For all possible values of p, the outcome (11, 21, or 11p - 1) will fall in the range 0, …, 11p - 1, so these values match those that will be returned by Python's % operator.

How it works

We initialize c, k, and m to 11 after the saving the input in n. c will be constant for the remainder of the program. Since there are three occurrences of c on the following line and assigning c costs only two bytes, this saves a byte. k can be thought of 11p using the meaning of p from the previous paragraph; initially, k = 11 = 11 · 1!. m takes the place of 11 · (p - 1)!; initially, m = 11 = 11 · 0!. k and m will satisfy the relationship m = 11 · (k/11)! at all times.
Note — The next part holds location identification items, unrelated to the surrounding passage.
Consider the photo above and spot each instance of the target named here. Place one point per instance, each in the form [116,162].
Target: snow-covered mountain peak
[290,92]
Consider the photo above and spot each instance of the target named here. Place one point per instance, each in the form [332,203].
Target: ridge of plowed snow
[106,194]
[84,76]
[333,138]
n represents the number of “Stephen's palindromes” we have to find. Since k = 11 initially, we can output k verbatim without further computation. However, when n is positive, we enter the while loop. The loop begins by multiplying m by k/c = p, then adding 11 to k, thus incrementing p. If k is a member of the sequence, we subtract 1 from n and start over. Once n reaches 0, we found the sequence member at the desired index and break out of the loop, then print the last value of k.

The expression

`k`==`k`[::~m%k-c]

performs the actual test, and it's result (True / 1 for sequence members, 0 / False otherwise) is subtracted from n. As seen before, ~m % k = (-m - 1) % k = (-11 · (p - 1)! - 1) % 11p equals 10 if p is prime, 21 if p = 4, and 11p - 1 > 43 if p > 4 is composite. Thus, after subtracting c = 11, we're left with -1 for prime p and a positive integer larger than 9 otherwise.
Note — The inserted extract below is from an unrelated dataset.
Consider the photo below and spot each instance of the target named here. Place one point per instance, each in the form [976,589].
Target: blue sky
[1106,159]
For prime p, ​`k`[::-1] gives us the string representation of k with reversed digit order, so comparing it to ​`k`​ checks whether k is a palindrome. If it is, all conditions are fulfilled and k is a sequence member. However, if p is not prime, the large range step and the fact that k will always have more than one digit mean that ​`k`[::-1] cannot have the same number of digits as ​`k`​, let alone be equal to it.

Jelly, 18 13 bytes

ṬÆẸש11ŒḂµ#ṛ®

For some reason, this is much slower than my initial revision, despite doing exactly the same.

Try it online!

N = 127

dennis-home:~$ time jelly eun 'ṬÆẸש11ŒḂµ#ṛ®' <<< 127
997799

real    1m43.745s
user    1m43.676s
sys     0m0.113s

How it works

ṬÆẸש11ŒḂµ#ṛ®  Main link. No arguments.

         µ     Combine all links to the left into a chain.
          #    Read an integer n from STDIN and call the chain monadically, with
               argument k = 0, 1, 2, ... until n values of k result in a truthy
               output. Return the array of all matching values of k.
Ṭ                Untruth; yield [0, 0, 0, ..., 1] (k-1 zeroes followed by a 1) or
                 [] if k = 0.
 ÆẸ              Unexponents; consider the resulting array as exponents of the
                 sequence of primes and yield the corresponding integer. For k = 0,
                 this yields 1. For k > 0, it yields the k-th prime.
   ש11          Multiply the result by 11 and copy the product to the register.
       ŒḂ        Test if the product is a palindrome.
           ṛ®  Replace the resulting array with the integer in the register.

Brachylog, 17 bytes

:I{11|ṗ×₁₁≜.↔}ᶠ⁽t

Try it online!

This is 1-indexed.

Explanation

:I{          }ᶠ⁽t    Find the Input'th result of the following:
   11                  Output = 11
     |                 Or
          ≜.           Output is an integer…
      ṗ×₁₁             …which is the result of multiplying a prime by 11…
           .↔          …and Output reversed is still the Output

Two realizations with this answer:

• I need to fix the fact that superscript passing to metapredicates (with ⁽) does not work if there is no input to pass (which is why I have to add :I).
• I need to add a metapredicate to get the Nth result of a predicate (which would avoid using ᶠ⁽t and instead e.g. ⁿ⁽).

Implementing both changes would make that answer 14 bytes.